California's Zombie Agencies Beat Rally as Mass Defaults Averted

  • Redevelopment debt defies dire predictions with 42% returns
  • Despite speculation of defaults, only two cities miss payments

Since California shut down 400 authorities that redeveloped blighted neighborhoods, the $30 billion of bonds left behind have rallied as local governments defied speculation about widespread defaults.

Debt from the agencies returned 42 percent in the four years that ended Aug. 31, almost double the overall municipal market and beating the 28 percent for California tax-exempt bonds, according to an analysis by Nuveen Asset Management. Only two cities have missed payments on the securities since Governor Jerry Brown shuttered the agencies in early 2012 to help close the state’s budget shortfall.

The bonds, which are financed with local property taxes, have benefited from an orderly payment process overseen by the state and surging real estate prices. The assessed value of California properties increased 4.4 percent to $4.8 trillion in the year ended June 2014, exceeding the peak reached in 2009 before the full impact of the housing-market crash rippled through local tax rolls.

“Whenever there’s noise, there’s often opportunity,” said Stephen Candido, senior research analyst in Chicago at Nuveen, which holds the debt among its $230 billion of assets. “The market is often fearful. We were more focused on the long-term upside, knowing from early on that repaying these bonds would be a priority.”
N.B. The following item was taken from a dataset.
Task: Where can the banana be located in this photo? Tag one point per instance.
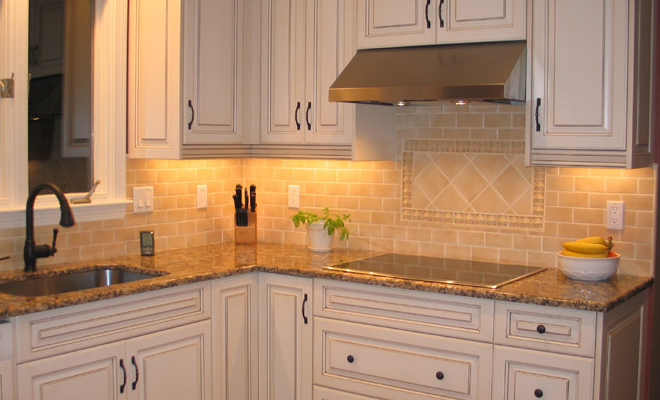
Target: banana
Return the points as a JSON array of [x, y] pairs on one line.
[[590, 248], [594, 240], [586, 255]]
Brown and his fellow Democrats in the legislature abolished the agencies to redirect about $1 billion of their funds to schools, which eased the financial pressure on the state in the aftermath of the recession. Some consultants to cities warned at the time that they may be unable to cover the agencies’ debt bills. In 2012 Moody’s Investors Service downgraded $11.6 billion of the securities to junk, citing uncertainty about whether localities would renege on the obligations.

While San Bernardino, a city of 215,000 east of Los Angeles, said the burden contributed to its 2012 bankruptcy, elsewhere the impact has been more limited. The only cities that have missed bond payments are Riverbank, near Modesto with $15.4 million of the debt, and Monrovia east of Los Angeles, which has $11.75 million, according to Municipal Market Analytics in Concord, Massachusetts.

Legacy Debts

Municipalities once used the agencies to borrow for projects that improved blighted areas. A portion of the real-estate taxes that resulted were used to pay off the bonds. Since the agencies were closed, local governments have been required to outline their obligations every six months to the state Finance Department, which has the authority to require them to prioritize payments to bondholders

The process has gone smoothly, said H.D. Palmer, a spokesman for the department.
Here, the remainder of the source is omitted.